Otro tema importante es el de los compañeros que rodean al ‘10’. Romero es un muy buen arquero, infravalorado por muchos, pero está a años luz de Ter Stegen. Acuña es un buen lateral, cumplidor, pero no mucho más. En un 1 a 1 Jordi Alba le pasa por arriba. Mascherano es un muy buen central, quizá el mejor de la zaga, pero al nivel actual ni él ni Otamendi le dan la talla a la dupla Pique-Umtiti. Mercado es, quizá, el único que le da la talla a su par blaugrana en la zaga. La diferencia de nombres y talento se nota aún más de mitad de campo en adelante. Biglia-Banega- Di María vs Busquets-Rakitic- Iniesta. Es evidente cuál de los dos medios campos sale vencedor. A eso súmenle tener de compañeros de ataque a Suarez y Neymar/Dembelé o tener en ataque a Higuaín, Benedetto o el Papu Gómez. No es por quitarle mérito a ningún jugador albiceleste, si están defendiendo la camiseta de su país es por méritos propios y sin duda lo merecen. Pero también es cierto que la nómina que tiene el Barça es infinitamente superior.

Más allá de los nombres, hay algo aún más influyente en el juego de Messi y es la química que tiene con sus compañeros. No química entendida como amistad, que seguro que Lio es íntimo amigo de la mayoría de sus compañeros de selección, pero la química dentro de la cancha. Messi se entiende con la mirada con Iniesta, Suarez, Rakitic y compañía. Una mirada, eso es todo lo que basta para que ellos entiendan Messi a donde quiere el balón y para que el ‘10’ sepa a donde le van a poner el balón Esto pasa por una razón muy sencilla: entrenamiento. Estos automatismos, ese entendimiento casi telepático tienen que entrenarse. Es lo que tiene verse todos los días en el campo de práctica y jugar juntos cada tres o cuatro días. Con la selección es mucho más difícil, y no es solo el caso de Messi. Juegas cada 3 o 4 meses dos partidos y entrenas 3 días antes de cada juego y vuelves a hacer las maletas y a ‘esperar’ otros 3 o 4 meses. Así es muy bravo generar esos automatismos, o tener ese entendimiento innato entre los jugadores. A Messi se le pide más por ser él, pero solo no puede.

Por último, un bonus. Toda selección, para irse renovando, depende esencialmente de jugadores de su liga.
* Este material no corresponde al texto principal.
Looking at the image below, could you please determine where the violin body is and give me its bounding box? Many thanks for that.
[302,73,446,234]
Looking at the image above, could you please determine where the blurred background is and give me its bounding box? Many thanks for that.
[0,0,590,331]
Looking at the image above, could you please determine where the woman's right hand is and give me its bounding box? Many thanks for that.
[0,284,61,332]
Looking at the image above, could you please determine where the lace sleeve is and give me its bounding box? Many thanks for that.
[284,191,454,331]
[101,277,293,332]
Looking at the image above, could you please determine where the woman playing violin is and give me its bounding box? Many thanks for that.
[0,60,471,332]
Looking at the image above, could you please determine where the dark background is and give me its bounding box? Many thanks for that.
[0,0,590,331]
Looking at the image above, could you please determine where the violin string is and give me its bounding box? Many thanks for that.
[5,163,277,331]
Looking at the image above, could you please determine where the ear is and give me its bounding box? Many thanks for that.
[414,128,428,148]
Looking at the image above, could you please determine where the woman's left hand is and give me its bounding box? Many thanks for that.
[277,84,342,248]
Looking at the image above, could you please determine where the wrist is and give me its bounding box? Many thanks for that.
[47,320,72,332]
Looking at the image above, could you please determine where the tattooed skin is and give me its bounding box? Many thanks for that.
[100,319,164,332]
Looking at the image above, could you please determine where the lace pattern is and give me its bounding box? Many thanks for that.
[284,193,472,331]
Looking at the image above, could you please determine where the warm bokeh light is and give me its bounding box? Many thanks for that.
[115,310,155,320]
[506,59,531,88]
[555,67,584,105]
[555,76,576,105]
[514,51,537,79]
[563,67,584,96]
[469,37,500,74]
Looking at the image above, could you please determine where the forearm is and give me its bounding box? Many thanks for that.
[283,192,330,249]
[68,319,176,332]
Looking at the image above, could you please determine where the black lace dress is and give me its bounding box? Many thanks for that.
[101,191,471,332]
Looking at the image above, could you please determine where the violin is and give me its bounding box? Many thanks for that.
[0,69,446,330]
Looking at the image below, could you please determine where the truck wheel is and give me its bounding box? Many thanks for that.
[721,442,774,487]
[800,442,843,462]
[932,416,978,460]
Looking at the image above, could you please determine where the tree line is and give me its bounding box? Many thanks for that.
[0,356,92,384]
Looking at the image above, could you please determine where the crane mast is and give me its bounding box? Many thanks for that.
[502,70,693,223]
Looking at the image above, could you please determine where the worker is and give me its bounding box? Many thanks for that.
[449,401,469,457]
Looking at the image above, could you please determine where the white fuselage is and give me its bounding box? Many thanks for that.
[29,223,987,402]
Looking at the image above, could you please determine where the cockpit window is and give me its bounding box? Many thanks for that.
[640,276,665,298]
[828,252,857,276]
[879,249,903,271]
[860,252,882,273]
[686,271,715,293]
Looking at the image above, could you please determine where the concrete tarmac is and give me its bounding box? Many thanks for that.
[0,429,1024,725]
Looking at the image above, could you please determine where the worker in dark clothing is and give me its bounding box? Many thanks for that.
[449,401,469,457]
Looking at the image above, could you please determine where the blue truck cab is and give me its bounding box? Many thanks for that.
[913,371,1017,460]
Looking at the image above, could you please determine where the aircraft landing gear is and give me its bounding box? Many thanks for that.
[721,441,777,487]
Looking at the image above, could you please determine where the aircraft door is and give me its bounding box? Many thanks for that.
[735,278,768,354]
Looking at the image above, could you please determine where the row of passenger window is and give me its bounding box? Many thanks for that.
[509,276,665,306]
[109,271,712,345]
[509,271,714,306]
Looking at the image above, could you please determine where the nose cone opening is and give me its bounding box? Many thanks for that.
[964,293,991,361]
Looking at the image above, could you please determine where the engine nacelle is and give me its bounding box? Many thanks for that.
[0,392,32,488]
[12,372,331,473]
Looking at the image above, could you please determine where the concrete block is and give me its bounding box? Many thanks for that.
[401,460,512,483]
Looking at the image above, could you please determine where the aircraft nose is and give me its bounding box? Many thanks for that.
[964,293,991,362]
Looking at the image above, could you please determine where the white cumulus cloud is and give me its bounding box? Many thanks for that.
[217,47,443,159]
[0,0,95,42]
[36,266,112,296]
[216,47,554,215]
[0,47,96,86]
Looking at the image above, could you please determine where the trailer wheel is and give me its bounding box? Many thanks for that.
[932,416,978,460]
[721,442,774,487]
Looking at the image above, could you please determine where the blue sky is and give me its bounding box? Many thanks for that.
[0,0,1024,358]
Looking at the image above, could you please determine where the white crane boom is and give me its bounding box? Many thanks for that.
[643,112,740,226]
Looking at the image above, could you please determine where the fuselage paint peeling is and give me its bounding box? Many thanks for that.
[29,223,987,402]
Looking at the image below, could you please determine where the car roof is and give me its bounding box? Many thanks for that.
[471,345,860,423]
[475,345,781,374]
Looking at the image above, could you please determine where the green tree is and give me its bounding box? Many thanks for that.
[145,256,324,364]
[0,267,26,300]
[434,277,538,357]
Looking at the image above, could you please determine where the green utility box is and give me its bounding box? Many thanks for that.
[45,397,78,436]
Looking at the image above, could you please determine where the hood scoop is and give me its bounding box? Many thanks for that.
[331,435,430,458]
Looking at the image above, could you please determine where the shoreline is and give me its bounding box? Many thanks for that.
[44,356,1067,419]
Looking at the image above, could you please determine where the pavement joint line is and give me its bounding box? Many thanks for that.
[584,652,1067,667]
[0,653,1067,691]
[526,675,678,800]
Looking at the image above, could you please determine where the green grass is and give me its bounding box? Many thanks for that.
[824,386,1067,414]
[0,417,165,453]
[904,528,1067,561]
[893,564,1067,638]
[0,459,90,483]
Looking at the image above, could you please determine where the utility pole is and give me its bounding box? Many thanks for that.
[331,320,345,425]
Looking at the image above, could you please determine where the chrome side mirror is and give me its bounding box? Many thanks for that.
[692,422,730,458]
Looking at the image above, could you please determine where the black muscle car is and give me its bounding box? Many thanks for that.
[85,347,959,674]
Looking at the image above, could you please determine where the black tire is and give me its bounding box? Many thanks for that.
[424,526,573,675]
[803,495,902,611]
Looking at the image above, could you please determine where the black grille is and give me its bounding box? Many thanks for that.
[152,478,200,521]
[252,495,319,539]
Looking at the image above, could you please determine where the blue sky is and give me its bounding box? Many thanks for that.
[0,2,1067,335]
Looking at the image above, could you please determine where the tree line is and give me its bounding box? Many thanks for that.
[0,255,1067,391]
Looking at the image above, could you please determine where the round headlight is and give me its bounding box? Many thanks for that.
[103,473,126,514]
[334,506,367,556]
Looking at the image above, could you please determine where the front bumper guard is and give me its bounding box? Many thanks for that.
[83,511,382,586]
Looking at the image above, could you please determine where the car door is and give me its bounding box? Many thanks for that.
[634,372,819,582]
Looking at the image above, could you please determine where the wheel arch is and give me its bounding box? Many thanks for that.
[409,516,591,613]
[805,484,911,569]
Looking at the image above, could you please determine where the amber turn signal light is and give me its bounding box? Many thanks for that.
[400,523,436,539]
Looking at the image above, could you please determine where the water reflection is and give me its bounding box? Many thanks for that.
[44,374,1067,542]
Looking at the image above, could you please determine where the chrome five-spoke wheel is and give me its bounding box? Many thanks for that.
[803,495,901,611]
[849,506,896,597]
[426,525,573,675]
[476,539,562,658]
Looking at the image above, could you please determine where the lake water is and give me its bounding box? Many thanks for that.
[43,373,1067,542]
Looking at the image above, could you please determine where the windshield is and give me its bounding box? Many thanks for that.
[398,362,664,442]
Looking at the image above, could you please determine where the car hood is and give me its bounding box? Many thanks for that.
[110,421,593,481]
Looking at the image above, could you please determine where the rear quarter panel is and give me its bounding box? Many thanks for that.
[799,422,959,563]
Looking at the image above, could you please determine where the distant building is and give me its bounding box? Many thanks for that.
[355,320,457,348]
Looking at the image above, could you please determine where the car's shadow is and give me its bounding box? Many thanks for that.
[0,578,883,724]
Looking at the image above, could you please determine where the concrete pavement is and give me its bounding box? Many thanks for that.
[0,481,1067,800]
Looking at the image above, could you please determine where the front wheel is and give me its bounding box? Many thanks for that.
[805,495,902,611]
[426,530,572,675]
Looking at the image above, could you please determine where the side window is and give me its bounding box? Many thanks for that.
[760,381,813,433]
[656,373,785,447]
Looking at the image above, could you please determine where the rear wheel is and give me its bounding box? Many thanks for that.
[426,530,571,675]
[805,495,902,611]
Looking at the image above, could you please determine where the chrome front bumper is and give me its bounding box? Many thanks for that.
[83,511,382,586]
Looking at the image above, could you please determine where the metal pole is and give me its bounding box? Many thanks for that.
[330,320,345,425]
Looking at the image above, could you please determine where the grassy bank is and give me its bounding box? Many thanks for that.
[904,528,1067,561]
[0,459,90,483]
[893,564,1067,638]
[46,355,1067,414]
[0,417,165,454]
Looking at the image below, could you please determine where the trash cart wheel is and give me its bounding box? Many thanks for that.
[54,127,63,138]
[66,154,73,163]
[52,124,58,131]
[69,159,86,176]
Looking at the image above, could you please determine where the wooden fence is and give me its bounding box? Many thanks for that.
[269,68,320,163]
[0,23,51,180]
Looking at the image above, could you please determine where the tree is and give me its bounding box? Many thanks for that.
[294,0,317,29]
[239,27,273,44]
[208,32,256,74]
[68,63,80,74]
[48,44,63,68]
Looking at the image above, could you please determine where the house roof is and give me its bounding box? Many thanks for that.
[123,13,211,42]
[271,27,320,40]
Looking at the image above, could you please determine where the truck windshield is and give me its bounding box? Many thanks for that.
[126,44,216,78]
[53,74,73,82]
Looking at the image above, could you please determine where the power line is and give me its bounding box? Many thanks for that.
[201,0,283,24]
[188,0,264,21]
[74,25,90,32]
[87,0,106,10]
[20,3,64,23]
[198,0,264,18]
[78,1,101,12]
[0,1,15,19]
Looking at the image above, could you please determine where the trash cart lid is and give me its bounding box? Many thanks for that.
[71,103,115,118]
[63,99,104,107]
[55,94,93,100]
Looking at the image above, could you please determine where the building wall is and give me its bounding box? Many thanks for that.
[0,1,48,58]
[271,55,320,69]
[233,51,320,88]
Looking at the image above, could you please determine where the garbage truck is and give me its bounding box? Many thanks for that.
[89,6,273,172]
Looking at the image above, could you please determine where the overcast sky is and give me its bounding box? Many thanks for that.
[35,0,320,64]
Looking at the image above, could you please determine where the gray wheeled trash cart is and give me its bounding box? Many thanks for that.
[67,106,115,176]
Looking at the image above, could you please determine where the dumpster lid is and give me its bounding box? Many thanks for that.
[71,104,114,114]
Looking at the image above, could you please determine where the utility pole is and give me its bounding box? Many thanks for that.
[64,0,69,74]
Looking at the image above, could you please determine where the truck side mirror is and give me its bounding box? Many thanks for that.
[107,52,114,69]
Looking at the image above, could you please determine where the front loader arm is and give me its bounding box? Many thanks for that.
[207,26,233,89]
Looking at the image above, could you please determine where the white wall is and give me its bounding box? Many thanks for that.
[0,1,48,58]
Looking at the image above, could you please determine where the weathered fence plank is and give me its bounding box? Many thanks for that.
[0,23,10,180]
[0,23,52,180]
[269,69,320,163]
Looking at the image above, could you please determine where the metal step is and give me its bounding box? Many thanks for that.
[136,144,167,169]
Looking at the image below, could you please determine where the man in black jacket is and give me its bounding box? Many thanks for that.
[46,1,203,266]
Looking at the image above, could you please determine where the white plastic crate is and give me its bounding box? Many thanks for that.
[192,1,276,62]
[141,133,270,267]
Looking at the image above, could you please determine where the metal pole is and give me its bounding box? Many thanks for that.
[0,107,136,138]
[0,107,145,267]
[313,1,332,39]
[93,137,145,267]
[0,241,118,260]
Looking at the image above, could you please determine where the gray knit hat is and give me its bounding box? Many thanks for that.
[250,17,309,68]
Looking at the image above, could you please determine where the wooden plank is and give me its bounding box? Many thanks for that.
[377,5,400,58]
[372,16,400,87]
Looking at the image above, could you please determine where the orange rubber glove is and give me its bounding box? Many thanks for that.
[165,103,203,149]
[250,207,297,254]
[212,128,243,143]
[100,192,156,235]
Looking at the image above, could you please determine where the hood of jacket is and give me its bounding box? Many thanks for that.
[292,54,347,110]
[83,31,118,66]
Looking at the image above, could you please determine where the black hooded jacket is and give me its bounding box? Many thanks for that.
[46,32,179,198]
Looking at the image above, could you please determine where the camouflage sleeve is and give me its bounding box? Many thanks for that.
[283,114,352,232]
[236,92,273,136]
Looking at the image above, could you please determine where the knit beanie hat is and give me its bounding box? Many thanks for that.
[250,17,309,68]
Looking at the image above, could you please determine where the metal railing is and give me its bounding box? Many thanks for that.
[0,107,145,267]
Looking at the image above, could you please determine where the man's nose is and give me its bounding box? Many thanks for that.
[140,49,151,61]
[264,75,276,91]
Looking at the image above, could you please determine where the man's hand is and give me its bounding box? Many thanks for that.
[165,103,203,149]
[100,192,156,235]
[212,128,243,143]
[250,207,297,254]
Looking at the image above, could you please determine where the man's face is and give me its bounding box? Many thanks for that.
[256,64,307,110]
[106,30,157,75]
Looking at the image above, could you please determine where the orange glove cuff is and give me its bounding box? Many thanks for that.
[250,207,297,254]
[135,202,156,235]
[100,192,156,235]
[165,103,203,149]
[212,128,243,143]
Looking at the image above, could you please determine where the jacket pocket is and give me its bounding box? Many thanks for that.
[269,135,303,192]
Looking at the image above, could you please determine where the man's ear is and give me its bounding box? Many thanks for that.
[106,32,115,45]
Ya sea para convocarlos directamente o para desarrollarlos y que jueguen por fuera. De la liga de cada país sale, indudablemente, el futuro de cada selección. Para nadie es un secreto el caos en el que vive el fútbol argentino desde hace años. El ambiente convulso entre equipos, jugadores y dirigentes. La AFA se ha convertido, últimamente, en el hazmerreír del continente por sus malos manejos y pésima gestión. Eso trae una consecuencia: no hay relevos de calidad para la selección. Si alguno de los titulares o de los cracks de Europa se lesiona y hay que acudir al medio local por un relevo ¿Qué hacemos? Benedetto es sin duda la excepción a esta regla y su nivel es tremendo. Pero ¿y el resto? La culpa de que la situación actual de Argentina en las Eliminatorias es más de los dirigentes que de Messi y si la albiceleste va a Rusia es únicamente gracias a que tienen al mejor jugador de la historia en sus filas.